Scheduled Downtime
On Tuesday 24 October 2023 @ 5pm MT the forums will be in read only mode in preparation for the downtime. On Wednesday 25 October 2023 @ 5am MT, this website will be down for maintenance and expected to return online later in the morning.
Normal Operations
The forums are back online with normal operations. If you notice any issues or errors related to the forums, please reach out to help@ucar.edu

regional single-point test run

wvsi3w

wvs3iw
Member
Hello,
I used the documentation of running single point configuration for Alaska with CLM5 CESM 2.1.3 and the case I used has --res f19_g16 --compset I2000Clm50BgcCruGs and runs with my own machine config (that is tested and has worked with other compset).
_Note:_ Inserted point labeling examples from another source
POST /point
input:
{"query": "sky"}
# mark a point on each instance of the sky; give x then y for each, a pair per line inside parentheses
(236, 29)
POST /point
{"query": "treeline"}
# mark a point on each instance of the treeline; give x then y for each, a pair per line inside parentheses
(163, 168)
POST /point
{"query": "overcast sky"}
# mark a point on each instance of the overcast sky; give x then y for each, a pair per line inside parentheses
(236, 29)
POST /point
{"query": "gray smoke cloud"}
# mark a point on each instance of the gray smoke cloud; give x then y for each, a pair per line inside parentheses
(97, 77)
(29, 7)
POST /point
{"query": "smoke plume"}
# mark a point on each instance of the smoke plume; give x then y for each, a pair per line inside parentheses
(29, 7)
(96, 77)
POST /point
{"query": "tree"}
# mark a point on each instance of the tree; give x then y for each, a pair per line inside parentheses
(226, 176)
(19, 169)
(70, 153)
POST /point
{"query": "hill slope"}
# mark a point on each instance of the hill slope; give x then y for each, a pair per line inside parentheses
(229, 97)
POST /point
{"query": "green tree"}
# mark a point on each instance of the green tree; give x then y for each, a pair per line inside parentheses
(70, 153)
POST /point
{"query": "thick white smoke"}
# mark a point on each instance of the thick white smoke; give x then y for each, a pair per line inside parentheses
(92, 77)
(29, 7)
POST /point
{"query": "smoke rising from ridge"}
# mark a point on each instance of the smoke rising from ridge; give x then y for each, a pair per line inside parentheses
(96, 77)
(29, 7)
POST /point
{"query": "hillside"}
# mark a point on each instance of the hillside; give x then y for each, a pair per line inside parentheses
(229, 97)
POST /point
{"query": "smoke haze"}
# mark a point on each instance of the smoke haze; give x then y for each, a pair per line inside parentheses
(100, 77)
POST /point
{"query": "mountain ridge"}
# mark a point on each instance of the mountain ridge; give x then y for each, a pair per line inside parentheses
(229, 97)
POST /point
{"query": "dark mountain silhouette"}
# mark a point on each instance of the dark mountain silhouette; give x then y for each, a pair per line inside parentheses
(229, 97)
I used this link info to make the case and after it downloaded all of the required input data I submitted the case successfully.

I have to mention that in some parts I had to manually download some domain and surface_map data using the following command:
wget https://svn-ccsm-inputdata.cgd.ucar...clm/domain.lnd.13x12pt_f19_alaskaUSA_gx1v6.nc -P /home/XXXXX/projects/YYYYY/XXXXX/inputdata/share/domains/ --no-check-certificate

But after submission, it failed with 1 min of running with the following message which appears in the log file multiple times:
MPI_ABORT was invoked on rank 55 in communicator MPI_COMM_WORLD with errorcode 1001. NOTE: invoking MPI_ABORT causes Open MPI to kill all MPI processes. You may or may not see output from other processes, depending on exactly when Open MPI kills them.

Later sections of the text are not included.